Kami meneruskan perjalanan hingga sampai ke tujuan, Open Stage Parapat. Minum bandrek susu hangat membuat suhu tubuhku meningkat.
Tempat itu ramai. Barangkali karena pada saat itu masih libur lebaran. Aku mencurhatkan seorang perempuan yang tak kunjung membalas pesanku. Mahendra mulai memberikan pendapat dan sarannya. Menurutnya, diperlukan seseorang yang yang bisa memberikan informasi tentang si perempuan. Teman dekatnya. "Siap, dilaksanakan lae!"
Obrolan kami berhenti diikuti gelas bandrek susu yang mengosong. Kuajak Mahendra beranjak melihat Pesanggrahan Soekarno, yang tak cukup jauh dari tempat kami minum.

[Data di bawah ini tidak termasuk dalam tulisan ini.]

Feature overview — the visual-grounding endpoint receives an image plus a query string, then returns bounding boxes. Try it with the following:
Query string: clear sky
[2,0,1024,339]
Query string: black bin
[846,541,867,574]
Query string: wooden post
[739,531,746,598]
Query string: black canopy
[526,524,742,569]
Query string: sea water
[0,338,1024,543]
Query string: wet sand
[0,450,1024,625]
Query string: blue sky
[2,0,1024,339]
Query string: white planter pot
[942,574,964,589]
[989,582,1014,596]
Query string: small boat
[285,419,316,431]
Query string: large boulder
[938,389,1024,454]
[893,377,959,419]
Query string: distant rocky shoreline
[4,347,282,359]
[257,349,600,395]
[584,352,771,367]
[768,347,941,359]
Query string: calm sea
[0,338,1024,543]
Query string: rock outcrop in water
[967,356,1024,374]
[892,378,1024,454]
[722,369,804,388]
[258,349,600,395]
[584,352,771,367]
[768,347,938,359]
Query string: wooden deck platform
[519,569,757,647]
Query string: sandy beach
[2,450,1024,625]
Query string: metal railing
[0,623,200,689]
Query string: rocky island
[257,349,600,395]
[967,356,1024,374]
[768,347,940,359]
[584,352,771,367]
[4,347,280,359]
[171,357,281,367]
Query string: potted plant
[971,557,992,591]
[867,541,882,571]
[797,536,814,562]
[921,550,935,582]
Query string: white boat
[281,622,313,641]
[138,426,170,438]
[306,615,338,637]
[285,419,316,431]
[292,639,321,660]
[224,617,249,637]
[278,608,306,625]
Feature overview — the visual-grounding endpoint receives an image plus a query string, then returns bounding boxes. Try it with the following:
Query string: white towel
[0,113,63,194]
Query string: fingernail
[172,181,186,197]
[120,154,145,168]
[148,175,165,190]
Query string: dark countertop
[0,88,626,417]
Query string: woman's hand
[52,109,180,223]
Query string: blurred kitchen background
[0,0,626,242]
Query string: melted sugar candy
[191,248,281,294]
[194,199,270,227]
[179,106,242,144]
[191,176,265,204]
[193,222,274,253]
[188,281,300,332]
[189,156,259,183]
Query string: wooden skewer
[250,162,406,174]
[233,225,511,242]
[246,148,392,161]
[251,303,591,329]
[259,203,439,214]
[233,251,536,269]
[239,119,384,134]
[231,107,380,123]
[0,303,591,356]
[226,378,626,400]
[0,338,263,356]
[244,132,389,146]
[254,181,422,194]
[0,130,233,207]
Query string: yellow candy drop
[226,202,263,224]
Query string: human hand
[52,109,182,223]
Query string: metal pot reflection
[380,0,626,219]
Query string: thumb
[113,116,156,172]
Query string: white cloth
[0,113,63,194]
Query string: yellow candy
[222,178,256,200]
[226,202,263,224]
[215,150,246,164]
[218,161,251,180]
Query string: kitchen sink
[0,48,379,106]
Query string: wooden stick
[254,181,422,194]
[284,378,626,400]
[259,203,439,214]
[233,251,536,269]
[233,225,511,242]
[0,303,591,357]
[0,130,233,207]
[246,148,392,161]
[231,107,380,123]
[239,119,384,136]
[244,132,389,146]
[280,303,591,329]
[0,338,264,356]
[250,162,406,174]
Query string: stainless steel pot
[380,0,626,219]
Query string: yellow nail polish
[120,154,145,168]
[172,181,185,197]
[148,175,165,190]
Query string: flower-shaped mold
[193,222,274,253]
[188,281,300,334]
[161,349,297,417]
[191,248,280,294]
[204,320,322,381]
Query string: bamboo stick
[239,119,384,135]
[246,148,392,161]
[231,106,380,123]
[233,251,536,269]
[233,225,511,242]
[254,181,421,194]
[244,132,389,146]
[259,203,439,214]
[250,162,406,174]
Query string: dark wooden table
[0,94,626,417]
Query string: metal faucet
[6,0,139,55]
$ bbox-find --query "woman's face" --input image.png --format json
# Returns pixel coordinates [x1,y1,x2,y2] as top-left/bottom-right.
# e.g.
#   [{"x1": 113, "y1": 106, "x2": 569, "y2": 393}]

Tidak cukup jauh berjalan, aku jumpa dengan teman lama, yang juga mantan teman satu kost'an, Paskah, Sarah, Ratna dan Imannuel. Saat itu mereka sedang berbincang dengan seorang teman yang lain, yang rumahnya kira-kira hanya berjara 50 meter dari rumahku, Aswin Harefa, anggota Shine Band yang pernah mendapatkan rekor, kalau tidak salah juara tiga pada kompetisi Indosean Got Tanlent. Kusalam Aswin yang sudah lama tak berjumpa dengannya. Maklum, dia kuliah di Jawa.
Empat mantan teman kost'ku itu mengatakan aku terus demo. Aku tak tau dari mana mereka mengetahuinya. "Kau, lalap demo apa", ucap Paskah.
Aku diam saja dan berusaha menahan agar tak membalas ucapannya. Kalau aku balas, pembicaraan akan menjadi panjang dan sulit untuk merasionalkannya.  Sementara, aku harus membawa Mahendra mengitari tempat ini yang sudah datang jauh-jauh dari Medan. Terpaksa aku mengiyakan ucapan mereka.
Tentang Demonstrasi
Wajar kok mereka begitu. Aku juga pernah tidak suka melihat demonstrasi. Sudah membuat jalanan macet, orang-orang yang demo itu juga bergaya gondrong, celana robek-robek. Namun aku mulai menyadari, bahwa demonstrasi itu tidak sesederhana itu. Demonstrasi itu rumit dengan segala sesuatu yang berada di dalamnya. Demonstrasi merupakan hak setiap orang untuk menyampaikan tuntutannya.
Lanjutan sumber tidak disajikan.